En cas de persistance de douleurs et gêne fonctionnelle, qu'il y ait ou non séquelles de fracture d'une pièce vertébrale :
- discrètes 5 à 15 %
- importantes 15 à 30%
- très importantes séquelles anatomiques et fonctionnelles 40 à 50%;
En l'espèce, les constatations réalisées à l'examen médical pratiqué par le médecin conseil justifie l'attribution d'un taux d'incapacité permanente partielle de 5%.
S'agissant du rachis dorso-lombaire, le barème indicatif prévoit en son chapitre 3.2:
normalement, la flexion à laquelle participent les vertèbres dorsales et surtout lombaires est d'environ 60°. L'hyperextension est d'environ 30°, et les inclinaisons latérales de 70°. Les rotations atteignent 30° de chaque côté.
C'est l'observation de la flexion qui donne les meilleurs renseignements sur la raideur lombaire. La mesure de la distance doigts-sol ne donne qu'une appréciation relative, les coxo-fémorales intervenant dans les mouvements vers le bas. L'appréciation de la raideur peut se faire par d'autres moyens, le test de Schober-Lasserre peut être utile. Deux points distants de 15 cm (le point inférieur correspondant à l'épineuse de L 5), s'écartent jusqu'à 20 dans la flexion antérieure.

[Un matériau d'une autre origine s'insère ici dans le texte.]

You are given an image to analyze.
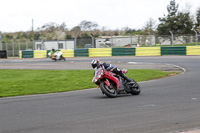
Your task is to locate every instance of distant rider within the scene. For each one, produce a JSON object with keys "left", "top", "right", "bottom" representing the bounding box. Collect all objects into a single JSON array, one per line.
[{"left": 91, "top": 59, "right": 132, "bottom": 82}]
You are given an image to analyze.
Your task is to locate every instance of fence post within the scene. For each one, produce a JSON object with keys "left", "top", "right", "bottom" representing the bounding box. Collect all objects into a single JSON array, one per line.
[
  {"left": 194, "top": 29, "right": 198, "bottom": 46},
  {"left": 169, "top": 31, "right": 174, "bottom": 46},
  {"left": 31, "top": 38, "right": 35, "bottom": 50},
  {"left": 11, "top": 39, "right": 15, "bottom": 57},
  {"left": 129, "top": 33, "right": 133, "bottom": 48},
  {"left": 90, "top": 34, "right": 94, "bottom": 48},
  {"left": 17, "top": 40, "right": 20, "bottom": 57},
  {"left": 5, "top": 40, "right": 8, "bottom": 58}
]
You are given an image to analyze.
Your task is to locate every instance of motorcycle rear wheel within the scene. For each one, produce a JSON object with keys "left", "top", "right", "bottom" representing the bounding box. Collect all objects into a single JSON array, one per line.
[
  {"left": 130, "top": 81, "right": 141, "bottom": 95},
  {"left": 99, "top": 82, "right": 117, "bottom": 98}
]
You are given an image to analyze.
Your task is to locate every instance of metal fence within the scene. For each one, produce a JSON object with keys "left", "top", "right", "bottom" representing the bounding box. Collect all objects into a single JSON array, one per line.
[{"left": 0, "top": 35, "right": 200, "bottom": 57}]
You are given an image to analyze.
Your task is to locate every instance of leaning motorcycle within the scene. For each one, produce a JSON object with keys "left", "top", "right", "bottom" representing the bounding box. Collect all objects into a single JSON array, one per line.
[
  {"left": 92, "top": 68, "right": 141, "bottom": 98},
  {"left": 48, "top": 51, "right": 66, "bottom": 61}
]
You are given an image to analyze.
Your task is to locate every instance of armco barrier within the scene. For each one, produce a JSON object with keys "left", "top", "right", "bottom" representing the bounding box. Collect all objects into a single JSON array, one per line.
[
  {"left": 161, "top": 46, "right": 186, "bottom": 55},
  {"left": 33, "top": 50, "right": 47, "bottom": 58},
  {"left": 88, "top": 48, "right": 112, "bottom": 57},
  {"left": 60, "top": 49, "right": 74, "bottom": 57},
  {"left": 112, "top": 48, "right": 135, "bottom": 56},
  {"left": 186, "top": 46, "right": 200, "bottom": 55},
  {"left": 135, "top": 47, "right": 161, "bottom": 56},
  {"left": 22, "top": 51, "right": 33, "bottom": 58},
  {"left": 0, "top": 50, "right": 7, "bottom": 58},
  {"left": 74, "top": 48, "right": 89, "bottom": 57}
]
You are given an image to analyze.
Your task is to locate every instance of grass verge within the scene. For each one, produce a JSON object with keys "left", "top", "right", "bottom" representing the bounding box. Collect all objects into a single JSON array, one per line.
[{"left": 0, "top": 69, "right": 180, "bottom": 97}]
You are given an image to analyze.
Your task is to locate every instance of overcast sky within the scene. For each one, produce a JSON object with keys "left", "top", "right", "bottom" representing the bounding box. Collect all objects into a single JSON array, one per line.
[{"left": 0, "top": 0, "right": 200, "bottom": 32}]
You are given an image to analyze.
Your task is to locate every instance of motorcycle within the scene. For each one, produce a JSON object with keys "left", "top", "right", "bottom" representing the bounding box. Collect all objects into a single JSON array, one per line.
[
  {"left": 48, "top": 51, "right": 66, "bottom": 61},
  {"left": 92, "top": 67, "right": 141, "bottom": 98}
]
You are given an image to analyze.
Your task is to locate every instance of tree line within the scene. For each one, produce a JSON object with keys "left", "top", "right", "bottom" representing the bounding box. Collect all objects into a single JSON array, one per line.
[{"left": 0, "top": 0, "right": 200, "bottom": 40}]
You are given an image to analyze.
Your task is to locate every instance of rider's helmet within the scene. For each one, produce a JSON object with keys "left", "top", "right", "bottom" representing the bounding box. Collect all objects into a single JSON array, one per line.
[{"left": 91, "top": 59, "right": 100, "bottom": 69}]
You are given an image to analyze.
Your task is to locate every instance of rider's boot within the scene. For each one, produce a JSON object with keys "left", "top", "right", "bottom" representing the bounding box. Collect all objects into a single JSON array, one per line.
[{"left": 120, "top": 74, "right": 133, "bottom": 82}]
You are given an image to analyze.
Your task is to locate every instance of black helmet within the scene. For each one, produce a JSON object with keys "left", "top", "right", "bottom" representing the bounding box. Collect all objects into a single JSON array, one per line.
[{"left": 91, "top": 59, "right": 100, "bottom": 69}]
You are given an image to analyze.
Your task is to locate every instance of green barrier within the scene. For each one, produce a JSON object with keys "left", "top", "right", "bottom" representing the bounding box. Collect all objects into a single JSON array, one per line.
[
  {"left": 22, "top": 51, "right": 33, "bottom": 58},
  {"left": 74, "top": 48, "right": 89, "bottom": 57},
  {"left": 112, "top": 48, "right": 135, "bottom": 56},
  {"left": 161, "top": 46, "right": 186, "bottom": 55},
  {"left": 47, "top": 50, "right": 51, "bottom": 58}
]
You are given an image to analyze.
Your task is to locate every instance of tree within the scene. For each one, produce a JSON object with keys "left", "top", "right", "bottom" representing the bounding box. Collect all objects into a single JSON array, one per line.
[
  {"left": 157, "top": 0, "right": 193, "bottom": 35},
  {"left": 143, "top": 18, "right": 156, "bottom": 35},
  {"left": 157, "top": 0, "right": 178, "bottom": 35},
  {"left": 78, "top": 20, "right": 98, "bottom": 31},
  {"left": 71, "top": 26, "right": 81, "bottom": 38}
]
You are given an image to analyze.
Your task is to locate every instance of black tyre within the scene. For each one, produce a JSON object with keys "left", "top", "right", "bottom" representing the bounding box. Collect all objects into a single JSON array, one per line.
[
  {"left": 130, "top": 81, "right": 141, "bottom": 95},
  {"left": 100, "top": 82, "right": 117, "bottom": 98}
]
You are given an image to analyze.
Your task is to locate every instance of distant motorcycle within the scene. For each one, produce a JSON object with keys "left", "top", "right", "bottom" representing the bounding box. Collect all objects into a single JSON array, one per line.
[
  {"left": 92, "top": 68, "right": 141, "bottom": 98},
  {"left": 48, "top": 51, "right": 66, "bottom": 61}
]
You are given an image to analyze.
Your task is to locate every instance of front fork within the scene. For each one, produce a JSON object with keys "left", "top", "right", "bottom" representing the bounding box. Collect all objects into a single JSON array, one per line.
[{"left": 105, "top": 79, "right": 110, "bottom": 87}]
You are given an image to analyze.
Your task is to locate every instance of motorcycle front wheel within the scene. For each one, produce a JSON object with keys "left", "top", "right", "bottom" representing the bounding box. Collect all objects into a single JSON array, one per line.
[
  {"left": 130, "top": 81, "right": 141, "bottom": 95},
  {"left": 99, "top": 82, "right": 117, "bottom": 98}
]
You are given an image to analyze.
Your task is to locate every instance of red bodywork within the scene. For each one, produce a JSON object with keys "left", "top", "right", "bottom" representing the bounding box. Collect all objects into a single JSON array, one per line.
[{"left": 93, "top": 68, "right": 119, "bottom": 91}]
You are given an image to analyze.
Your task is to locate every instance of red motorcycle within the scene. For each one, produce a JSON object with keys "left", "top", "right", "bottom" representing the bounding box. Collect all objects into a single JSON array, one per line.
[{"left": 92, "top": 67, "right": 141, "bottom": 98}]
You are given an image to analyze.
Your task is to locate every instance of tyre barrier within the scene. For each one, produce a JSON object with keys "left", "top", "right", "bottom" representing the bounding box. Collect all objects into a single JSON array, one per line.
[{"left": 20, "top": 46, "right": 200, "bottom": 58}]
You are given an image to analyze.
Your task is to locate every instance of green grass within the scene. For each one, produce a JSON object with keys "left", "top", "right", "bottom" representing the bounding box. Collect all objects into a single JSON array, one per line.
[
  {"left": 141, "top": 43, "right": 200, "bottom": 47},
  {"left": 0, "top": 69, "right": 180, "bottom": 97}
]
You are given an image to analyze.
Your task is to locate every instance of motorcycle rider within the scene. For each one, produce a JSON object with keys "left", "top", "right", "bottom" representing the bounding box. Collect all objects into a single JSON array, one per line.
[
  {"left": 50, "top": 48, "right": 57, "bottom": 57},
  {"left": 91, "top": 59, "right": 132, "bottom": 82}
]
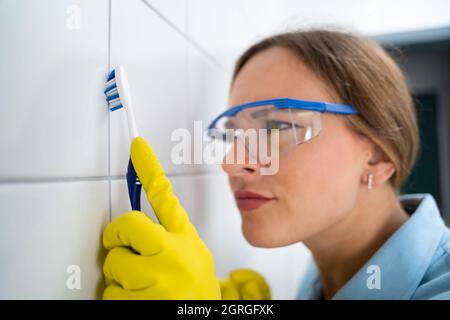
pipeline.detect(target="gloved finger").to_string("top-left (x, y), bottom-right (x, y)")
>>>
top-left (219, 278), bottom-right (240, 300)
top-left (230, 269), bottom-right (270, 300)
top-left (131, 138), bottom-right (189, 232)
top-left (103, 211), bottom-right (167, 256)
top-left (240, 281), bottom-right (270, 300)
top-left (103, 247), bottom-right (156, 290)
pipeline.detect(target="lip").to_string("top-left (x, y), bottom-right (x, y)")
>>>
top-left (234, 190), bottom-right (275, 210)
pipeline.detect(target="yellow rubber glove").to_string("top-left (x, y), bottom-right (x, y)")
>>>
top-left (103, 138), bottom-right (221, 299)
top-left (220, 269), bottom-right (271, 300)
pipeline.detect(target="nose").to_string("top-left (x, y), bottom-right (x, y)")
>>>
top-left (222, 142), bottom-right (262, 176)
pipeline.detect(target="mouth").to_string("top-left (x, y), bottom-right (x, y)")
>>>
top-left (234, 190), bottom-right (275, 210)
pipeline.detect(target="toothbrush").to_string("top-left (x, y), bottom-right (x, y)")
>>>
top-left (104, 66), bottom-right (142, 211)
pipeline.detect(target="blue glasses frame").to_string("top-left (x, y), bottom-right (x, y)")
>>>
top-left (208, 98), bottom-right (359, 130)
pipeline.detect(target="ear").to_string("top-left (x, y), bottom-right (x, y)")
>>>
top-left (362, 142), bottom-right (395, 187)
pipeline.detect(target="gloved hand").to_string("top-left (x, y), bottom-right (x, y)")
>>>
top-left (220, 269), bottom-right (271, 300)
top-left (103, 138), bottom-right (221, 299)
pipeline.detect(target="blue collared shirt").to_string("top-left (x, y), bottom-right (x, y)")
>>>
top-left (297, 194), bottom-right (450, 299)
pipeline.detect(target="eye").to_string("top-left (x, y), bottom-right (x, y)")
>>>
top-left (266, 120), bottom-right (292, 131)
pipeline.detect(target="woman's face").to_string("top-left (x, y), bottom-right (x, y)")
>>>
top-left (222, 47), bottom-right (370, 247)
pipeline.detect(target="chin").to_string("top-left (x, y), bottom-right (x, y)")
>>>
top-left (241, 221), bottom-right (291, 248)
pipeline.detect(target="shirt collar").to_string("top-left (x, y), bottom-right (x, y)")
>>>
top-left (304, 194), bottom-right (445, 299)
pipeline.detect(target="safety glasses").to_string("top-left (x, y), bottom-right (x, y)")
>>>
top-left (207, 98), bottom-right (358, 168)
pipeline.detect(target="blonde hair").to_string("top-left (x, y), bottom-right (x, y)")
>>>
top-left (232, 29), bottom-right (420, 191)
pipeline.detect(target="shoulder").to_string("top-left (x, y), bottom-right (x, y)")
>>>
top-left (412, 228), bottom-right (450, 300)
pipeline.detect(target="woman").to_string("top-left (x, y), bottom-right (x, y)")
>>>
top-left (103, 30), bottom-right (450, 299)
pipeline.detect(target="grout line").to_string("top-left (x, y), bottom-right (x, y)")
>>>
top-left (0, 175), bottom-right (125, 184)
top-left (0, 171), bottom-right (224, 185)
top-left (141, 0), bottom-right (226, 72)
top-left (106, 0), bottom-right (112, 222)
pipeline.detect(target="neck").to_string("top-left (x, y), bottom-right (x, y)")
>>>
top-left (304, 185), bottom-right (408, 299)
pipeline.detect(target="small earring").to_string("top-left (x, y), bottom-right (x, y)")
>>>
top-left (367, 173), bottom-right (373, 190)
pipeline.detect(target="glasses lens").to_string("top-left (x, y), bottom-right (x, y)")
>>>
top-left (208, 105), bottom-right (322, 162)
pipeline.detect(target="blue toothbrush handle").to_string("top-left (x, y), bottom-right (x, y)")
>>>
top-left (127, 158), bottom-right (142, 211)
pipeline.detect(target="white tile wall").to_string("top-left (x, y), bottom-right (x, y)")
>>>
top-left (0, 0), bottom-right (108, 180)
top-left (111, 173), bottom-right (309, 299)
top-left (111, 0), bottom-right (188, 175)
top-left (0, 0), bottom-right (320, 299)
top-left (0, 181), bottom-right (109, 299)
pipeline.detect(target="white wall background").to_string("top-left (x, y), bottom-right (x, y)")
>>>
top-left (0, 0), bottom-right (450, 299)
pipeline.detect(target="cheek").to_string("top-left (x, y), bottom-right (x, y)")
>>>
top-left (279, 132), bottom-right (360, 218)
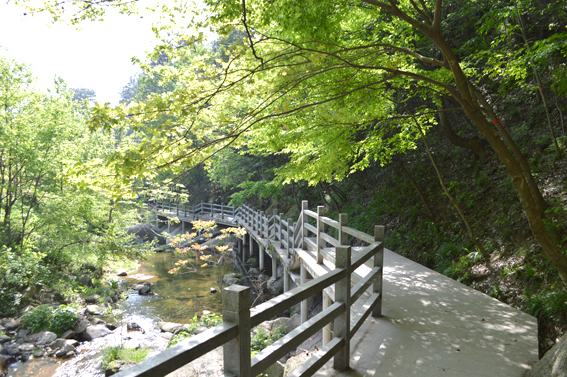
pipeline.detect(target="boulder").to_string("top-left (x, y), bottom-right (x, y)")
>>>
top-left (156, 322), bottom-right (183, 334)
top-left (262, 361), bottom-right (285, 377)
top-left (85, 305), bottom-right (102, 315)
top-left (104, 360), bottom-right (136, 377)
top-left (65, 339), bottom-right (81, 347)
top-left (33, 348), bottom-right (45, 359)
top-left (24, 285), bottom-right (37, 299)
top-left (18, 343), bottom-right (33, 352)
top-left (61, 330), bottom-right (75, 339)
top-left (16, 329), bottom-right (30, 339)
top-left (258, 314), bottom-right (301, 333)
top-left (73, 318), bottom-right (89, 334)
top-left (0, 335), bottom-right (12, 344)
top-left (284, 352), bottom-right (311, 376)
top-left (222, 273), bottom-right (240, 286)
top-left (49, 338), bottom-right (67, 349)
top-left (122, 339), bottom-right (141, 350)
top-left (4, 318), bottom-right (22, 331)
top-left (85, 295), bottom-right (101, 304)
top-left (525, 334), bottom-right (567, 377)
top-left (82, 325), bottom-right (111, 342)
top-left (89, 317), bottom-right (106, 325)
top-left (79, 274), bottom-right (94, 287)
top-left (132, 281), bottom-right (153, 296)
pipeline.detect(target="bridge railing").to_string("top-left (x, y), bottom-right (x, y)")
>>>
top-left (151, 201), bottom-right (236, 220)
top-left (115, 240), bottom-right (383, 377)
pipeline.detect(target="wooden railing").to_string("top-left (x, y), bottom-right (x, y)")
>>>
top-left (128, 198), bottom-right (384, 377)
top-left (116, 241), bottom-right (383, 377)
top-left (150, 201), bottom-right (236, 220)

Toute réduction de cette différence au-dessous de 5 cm atteste une raideur lombaire réelle.
En cas de persistance de douleurs notamment et gêne fonctionnelle (qu'il y ait ou non séquelles de fracture) :
- discrètes 5 à 15 %
- importantes 15 à 25%
- très importantes séquelles fonctionnelles et anatomiques 25 à 40%.
A ces taux s'ajouteront éventuellement les taux estimés pour les séquelles nerveuses coexistantes.
En l'espèce, les constatations opérées par le médecin conseil justifient l'attribution d'un taux d'incapacité permanente partielle de 5%.
Par ailleurs, la victime n'apporte aucun élément justifiant d'un retentissement économique professionnel en lien avec l'accident du trajet, dans la mesure où elle a été déclarée apte à reprendre un temps plein avec aménagement de poste le 23 avril 2019 et qu'elle ne démontre ni perte économique, ni de perte de chance d'évolution professionnelle liées à cet aménagement de poste devenu sédentaire, de sorte que le jugement doit être infirmé en ce qu'il a évalué un taux professionnel à 1%.
Enfin, la reconnaissance du statut de travailleur handicapé, d'ailleurs bien postérieure à la date de consolidation, est sans emport sur le lien qui doit être démontré entre l'accident du trajet et la présence de séquelles consécutives indemnisables, de sorte que cet argument est inopérant.
Au total, par infirmation du jugement entrepris, le taux d'incapacité permanente partielle attribué à Mme [O] en suite de son accident de trajet du 11 juillet 2018 est porté à 10%.
Succombant, la caisse primaire d'assurance maladie des Bouches du Rhône est condamnée aux dépens d'appel et ne peut prétendre à une quelconque somme au titre des dispositions de l'article 700 du code de procédure civile.
L'équité commande par ailleurs de la condamner à verser à Mme [O] la somme de 1 500 eruos en application des dispositions de l'article 700 du code de procédure civile.
PAR CES MOTIFS
Infirme le jugement entrepris en ses dispositions soumises à la cour,
Statuant à nouveau et y ajoutant,
Dit que le taux d'incapacité permanente partielle attribué à Mme [M] [O] en suite de son accident de trajet du 11 juillet 2018 est de 10%,
Déboute les parties du surplus de leurs demandes,
Condamne la caisse primaire d'assurance maladie des Bouches du Rhône aux dépens d'appel,
Condamne la caisse primaire d'assurance maladie des Bouches du Rhône à verser à Mme [M] [O] la somme de 1 500 euros en application des dispositions de l'article 700 du code de procédure civile.